Several months later, she presented the rewritten and expanded indoor documentary-ritual theater performance piece “I raq:Speaking of War” at the CUNY Graduate Center Prozansky Auditorium, on the eve of a massive anti-war march in New York; the piece was later presented at the Culture Project.

In the summer of 2018, she joined with playwrights Naomi Wallace and Kia Corthron to co-produce at the Signature Theater on 42nd St., Imagine: Yemen, an evening of eight short plays about the war in Yemen.

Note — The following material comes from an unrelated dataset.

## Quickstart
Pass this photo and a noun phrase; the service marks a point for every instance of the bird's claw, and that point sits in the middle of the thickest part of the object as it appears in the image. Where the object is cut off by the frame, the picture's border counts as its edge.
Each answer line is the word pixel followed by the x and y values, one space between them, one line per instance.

She is currently at work on an international collaboration with Persona Theater, Athens, for the YouTube staging of her short play Troy Too about COVID-19, the Climate Crisis and Racism; the script will be published in the forthcoming Staging 21st Century Tragedies.

== Selected works ==

=== As author ===

- Blue Valiant (forthcoming 2021)
- Other Than We (2020)
- Plays in Time: The Beekeeper's Daughter, Prophecy, Another Life, Extreme Whether (2017)
- A Monster Has Stolen the Sun and Other Plays (1987)
- People’s Theater in Amerika (1972)

=== As editor ===

- Acts of War: Iraq and Afghanistan in Seven Plays (2011)
- Women in Theater: Compassion & Hope (1985)
- Three Works by the Open Theater (1974)

=== As anthology contributor ===

- She Persisted (forthcoming, 2021, Applause)
- Staging 21st Century Tragedies (forthcoming, 2021, Routledge)
- Duo! The Best Scenes for Two for the 21st Century (2009)
- One on One: The Best Women's Monologues for the 21st Century (2008)
- One on One: Best Men's Monologues for the 21st Century (2008)
- 110 Stories: New York Writes After September 11 (2002)
- Performing Processes (2000)
- Genocide, War and Human Survival (1996)
- Women on the Verge: Seven Avant-Garde Plays (1993)
- Angels of Power (1991)
- The Dream Book: An Anthology of Writings by Italian-American Women (1985)
- A Century of Plays by American Women (1979)

== Personal life ==
Malpede is the mother of a daughter, Carrie Sophia, and the grandmother of two.

Her twin brother, John Malpede, also a graduate of the University of Wisconsin-Madison, is the founder and artistic director of the Los Angeles Poverty Department (LAPD), a 30-year-old theater and arts group working with the residents of Skid Row.